Erdoğan efsanesinin üçüncü ayağı seçmenlere damardan seslenen bir politikacı olmasıdır. Seçmenler oturup parti programlarını inceleyerek rasyonel bir siyasal tercihte bulunmuyor. Tam tersine seçmenler bir lidere duygusal olarak bağlanıyor ya da kendisini duygusal olarak bir partiye ait hissediyor. Sevdik mi seçiyoruz, bazen pek aklımıza yatmasa da! Erdoğan’ın bazen şiir okuyarak bazen öfkelenerek ifade ettiği siyasal söylemi işte bu nedenle seçmenler nezdinde etkili bir silaha dönüşüyor. Tıpkı Karl Rove dönenmindeki Bush gibi, Erdoğan tüm toplumsal kutuplaşmalarda seçmenlere kendilerini ait hissedeceği bir liman sunmakta ve her seferinde bu limanı seçmenlerin çoğunluğunu cezbedeceek bir yerde konumlandırmaktadır. Ancak, bu kutuplaştırıcı söylemin tek başına anlamlı olmadığını burada vurgulamakta fayda var. Politik söylem ancak yukarıda sıraladığım iki temel faktör yani kalkınma hikayesi ve rakipsiz konum ile birlikte olduğu zaman etkili bir araç. Yani Erdoğan seçmenlerle kurduğu duygusal bağ, kalkınma hikayesi kurduğu ve sağda rakipsiz bir lider olduğu için oya dönüşebiliyor. Nitekim AK Parti tabanının sevdiği bir lider olan Numan Kurtulmuş bu sempatiyi seçimlerde oya dönüştürmekte zorlanmıştı.
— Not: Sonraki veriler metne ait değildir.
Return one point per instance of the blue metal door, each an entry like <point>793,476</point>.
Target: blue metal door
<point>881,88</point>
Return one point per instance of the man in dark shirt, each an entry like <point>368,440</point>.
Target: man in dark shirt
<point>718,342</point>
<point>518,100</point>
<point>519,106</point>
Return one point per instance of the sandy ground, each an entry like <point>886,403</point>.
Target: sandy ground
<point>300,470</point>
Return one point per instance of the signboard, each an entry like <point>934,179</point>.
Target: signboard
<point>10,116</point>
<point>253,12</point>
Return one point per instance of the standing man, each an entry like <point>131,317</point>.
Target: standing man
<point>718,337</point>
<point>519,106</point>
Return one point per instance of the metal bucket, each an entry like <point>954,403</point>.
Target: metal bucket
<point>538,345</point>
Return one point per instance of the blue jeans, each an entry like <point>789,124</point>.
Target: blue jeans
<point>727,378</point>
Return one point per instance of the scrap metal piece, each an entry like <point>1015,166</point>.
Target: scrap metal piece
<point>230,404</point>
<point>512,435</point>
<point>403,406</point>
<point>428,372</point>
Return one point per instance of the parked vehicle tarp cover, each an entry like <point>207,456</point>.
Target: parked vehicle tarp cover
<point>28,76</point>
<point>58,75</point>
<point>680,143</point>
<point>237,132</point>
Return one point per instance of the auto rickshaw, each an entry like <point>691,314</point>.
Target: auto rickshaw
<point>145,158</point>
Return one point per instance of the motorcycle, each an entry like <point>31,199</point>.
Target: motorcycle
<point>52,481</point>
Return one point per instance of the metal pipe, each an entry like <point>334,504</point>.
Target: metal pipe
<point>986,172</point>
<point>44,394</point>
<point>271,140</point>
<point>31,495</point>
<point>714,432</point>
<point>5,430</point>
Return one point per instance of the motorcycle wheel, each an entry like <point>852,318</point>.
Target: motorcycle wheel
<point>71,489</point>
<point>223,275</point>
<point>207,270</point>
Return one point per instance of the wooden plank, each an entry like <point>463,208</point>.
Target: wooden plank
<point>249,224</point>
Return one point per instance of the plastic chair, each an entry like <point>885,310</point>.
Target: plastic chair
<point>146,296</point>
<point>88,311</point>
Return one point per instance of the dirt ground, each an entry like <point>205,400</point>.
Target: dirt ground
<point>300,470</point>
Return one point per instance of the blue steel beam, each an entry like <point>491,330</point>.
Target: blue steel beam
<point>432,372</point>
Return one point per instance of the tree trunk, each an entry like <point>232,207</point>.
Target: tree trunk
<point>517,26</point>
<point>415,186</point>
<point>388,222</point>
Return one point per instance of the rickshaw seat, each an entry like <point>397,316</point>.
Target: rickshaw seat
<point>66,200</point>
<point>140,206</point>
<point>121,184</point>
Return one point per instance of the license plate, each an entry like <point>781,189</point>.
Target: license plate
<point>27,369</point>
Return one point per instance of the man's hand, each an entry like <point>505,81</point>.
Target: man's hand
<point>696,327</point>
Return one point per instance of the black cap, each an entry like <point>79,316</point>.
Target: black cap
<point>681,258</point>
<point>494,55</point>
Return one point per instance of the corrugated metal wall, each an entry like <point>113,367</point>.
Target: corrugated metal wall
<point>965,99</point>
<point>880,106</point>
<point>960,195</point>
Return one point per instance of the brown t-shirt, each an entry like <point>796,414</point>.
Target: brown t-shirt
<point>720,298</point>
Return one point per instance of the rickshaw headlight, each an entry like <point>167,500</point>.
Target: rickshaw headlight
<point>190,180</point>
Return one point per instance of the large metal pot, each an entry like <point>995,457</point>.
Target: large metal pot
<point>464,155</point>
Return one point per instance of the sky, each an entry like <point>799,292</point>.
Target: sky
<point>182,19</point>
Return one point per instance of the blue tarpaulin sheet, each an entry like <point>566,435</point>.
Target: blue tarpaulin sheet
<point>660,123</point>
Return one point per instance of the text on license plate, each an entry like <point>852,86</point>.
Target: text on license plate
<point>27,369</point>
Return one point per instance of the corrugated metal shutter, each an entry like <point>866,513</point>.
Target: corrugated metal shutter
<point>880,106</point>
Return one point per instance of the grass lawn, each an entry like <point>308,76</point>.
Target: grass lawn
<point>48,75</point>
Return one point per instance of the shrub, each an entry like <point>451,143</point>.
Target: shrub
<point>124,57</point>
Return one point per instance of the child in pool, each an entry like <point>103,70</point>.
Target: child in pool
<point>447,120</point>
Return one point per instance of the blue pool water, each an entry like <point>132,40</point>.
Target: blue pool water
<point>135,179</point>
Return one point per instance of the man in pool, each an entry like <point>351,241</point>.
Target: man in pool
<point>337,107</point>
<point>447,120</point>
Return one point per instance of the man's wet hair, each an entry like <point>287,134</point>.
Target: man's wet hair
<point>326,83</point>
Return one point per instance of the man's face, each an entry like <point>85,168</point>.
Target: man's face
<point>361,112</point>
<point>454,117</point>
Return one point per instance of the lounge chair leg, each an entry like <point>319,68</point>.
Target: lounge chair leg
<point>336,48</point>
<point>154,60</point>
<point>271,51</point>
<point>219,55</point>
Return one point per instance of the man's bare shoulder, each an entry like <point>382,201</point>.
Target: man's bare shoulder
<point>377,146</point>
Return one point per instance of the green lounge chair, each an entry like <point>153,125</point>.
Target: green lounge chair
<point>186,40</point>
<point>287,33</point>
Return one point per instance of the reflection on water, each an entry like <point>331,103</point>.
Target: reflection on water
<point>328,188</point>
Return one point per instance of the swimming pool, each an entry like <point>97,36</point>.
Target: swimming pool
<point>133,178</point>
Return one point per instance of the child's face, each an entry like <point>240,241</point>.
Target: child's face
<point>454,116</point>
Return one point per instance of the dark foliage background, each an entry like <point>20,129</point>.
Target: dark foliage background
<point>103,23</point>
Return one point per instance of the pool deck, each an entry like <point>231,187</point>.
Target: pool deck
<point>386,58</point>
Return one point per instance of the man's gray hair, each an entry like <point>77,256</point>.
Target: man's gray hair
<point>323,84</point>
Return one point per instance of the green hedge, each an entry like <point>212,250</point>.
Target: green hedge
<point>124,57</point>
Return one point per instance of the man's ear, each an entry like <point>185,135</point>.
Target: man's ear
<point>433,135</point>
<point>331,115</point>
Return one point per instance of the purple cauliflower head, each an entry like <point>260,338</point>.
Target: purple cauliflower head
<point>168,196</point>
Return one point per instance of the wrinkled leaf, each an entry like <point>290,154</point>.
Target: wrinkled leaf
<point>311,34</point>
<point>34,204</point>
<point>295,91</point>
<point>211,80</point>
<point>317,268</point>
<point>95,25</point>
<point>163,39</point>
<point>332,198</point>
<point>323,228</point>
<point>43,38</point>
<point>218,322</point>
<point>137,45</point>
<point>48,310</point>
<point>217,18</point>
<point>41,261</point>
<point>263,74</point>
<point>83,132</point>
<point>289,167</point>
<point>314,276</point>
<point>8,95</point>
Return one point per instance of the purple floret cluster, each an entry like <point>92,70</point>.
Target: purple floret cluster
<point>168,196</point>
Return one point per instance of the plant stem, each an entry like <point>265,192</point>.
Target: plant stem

Dikkatinizden kaçmamıştır. Erdoğan’ın başarısında dindarlık ya da örgütlenmeye bir vurguda bulunmadım. Bunun nedeni verilerin bu iki faktörün gereğinden fazla abartıldığını gösteriyor olması. Elbette Türkiye gibi muhafazakar bir ülkede dindar olmak seçmen nezdinde bazı kapıları açar ancak bu yeter şart değildir. Pek çok araştırmadan biliyoruz ki seçmenlerin küçük bir kısmı (%10-15) kendisini siyasal İslamcı olarak tanımlıyor. Daha da önemlisi en son yapılan sandık sonrası araştırmasında Erdoğan’a niçin oy verdiniz sorusuna verilen yanıtlara bakacak olursak, 16 gerekçe arasında Erdoğan’ın ‘dindar olması’ sondan üçüncü sırada yer almakta ve Erdoğan’ın ‘laik olması’ gerekçesinin ardından gelmektedir! Aynı şekilde bildiğimiz klasik parti teşkilatına dayalı örgüt avantajı da artık Erdoğan’ın seçim başarılarını açıklamaya yetmiyor. Özellikle 1994 seçimi ve akabindeki birkaç seçimde örgütlerin sonucu belirleyici bir etkisi olmuş olsa da Erdoğan’ın son seçimlerdeki başarısını örgütlerin başarısı olarak tescillemek mümkün değil; zira bugünkü AK Parti gençlik, kadın ve mahalle örgütlenmesi 90’lardaki görkemli günlerinden uzak. Nitekim, İstanbul’da AK Parti ile pek çok yerde benzer örgütlenme hüneri gösteren Saadet Partisi hiçbir seçimde Erdoğan’ın aldığı oyla yarışamamıştır.
Özetle Erdoğan’ın başarısının sırrı dindarlık ya da örgütlenmeden ziyade kalkınma hikayesinde, duygusal söylemde ve sağdaki rakipsiz ortamda aranmalıdır.